I benzinai stanno raccogliendo firme per contrastare l'alto costo dei carburanti che, provocando una diminuzione dei consumi, sta determinando il ritiro dal mercato di una grossa compagnia petrolifera
pompa

In Umbria
, come in Italia, non è che ci sia poi tanta concorrenza tra le compagnie petrolifere, ma ora si rischia di cadere in un vero oligopolio.
La poca sostenibilità dei prezzi per il consumatore, con la conseguente penalizzazione, assieme a famiglie ed imprese, delle condizioni di remunerazione del lavoro delle piccole imprese del settore della distribuzione carburanti, avrebbe convinto la più grande compagnia al mondo e terza in Italia per numero di impianti – la ESSO – ad uscire dal mercato nazionale.
L’uscita di questa compagnia dal mercato italiano e umbro avrebbe ricadute pesantissime su migliaia di micromprese, già messe in ginocchio dagli alti prezzi del prodotto e dal tracollo dei consumi.

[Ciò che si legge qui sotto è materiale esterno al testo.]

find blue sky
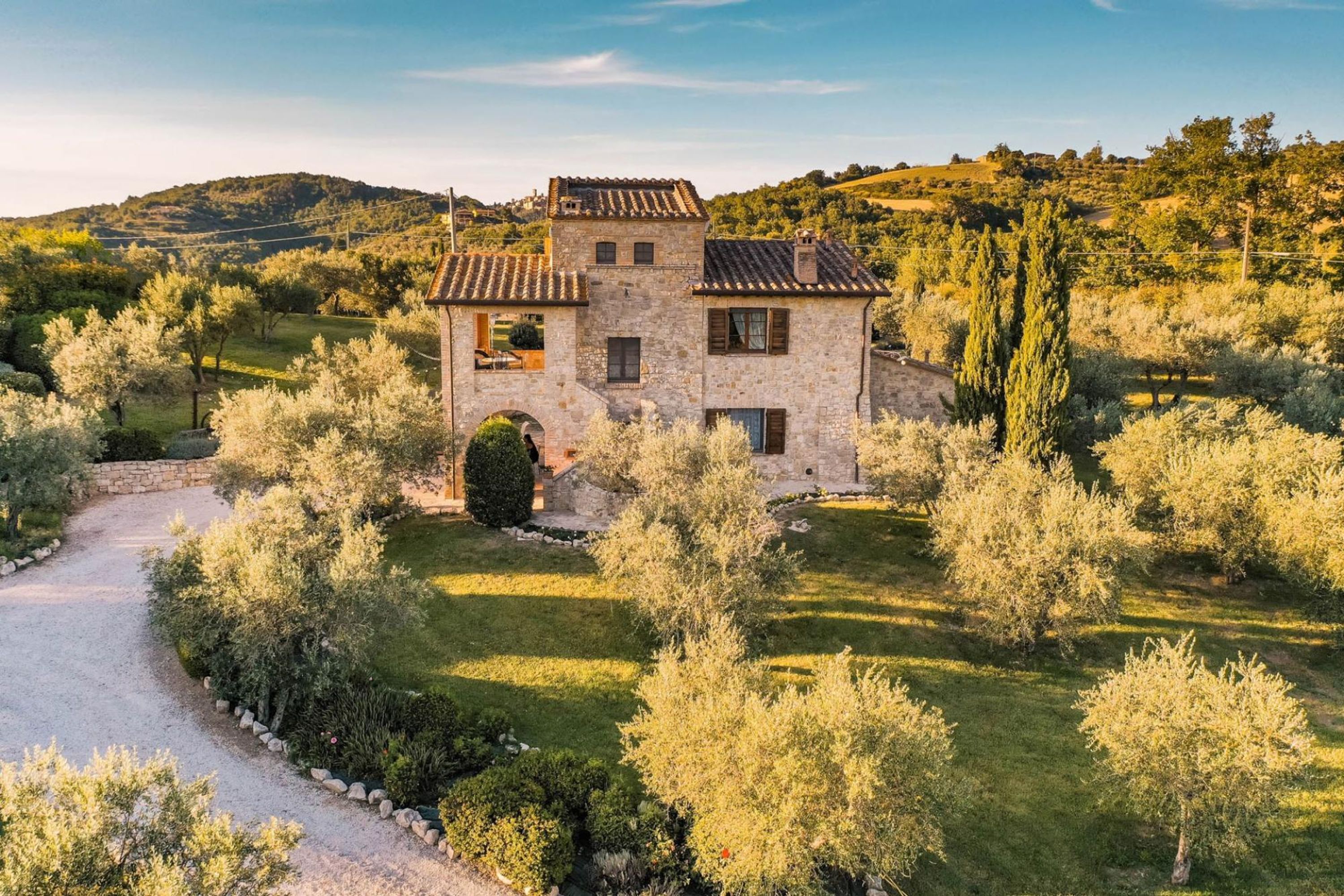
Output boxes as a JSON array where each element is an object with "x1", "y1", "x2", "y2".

Per scongiurare il rischio di dover sottoscrivere contratti peggiorativi con eventuali compagnie subentranti, si stanno studiando iniziative, anche eclatanti, di tutela delle imprese.
Anche per questo è scattata la campagna di raccolta firme presso i distributori di carburante, per sostenere la petizione rivolta al capo del governo, con cui Figisc e Anisa (le due associazioni di settore aderenti a Confcommercio) chiedono una diminuzione delle imposte sui carburanti.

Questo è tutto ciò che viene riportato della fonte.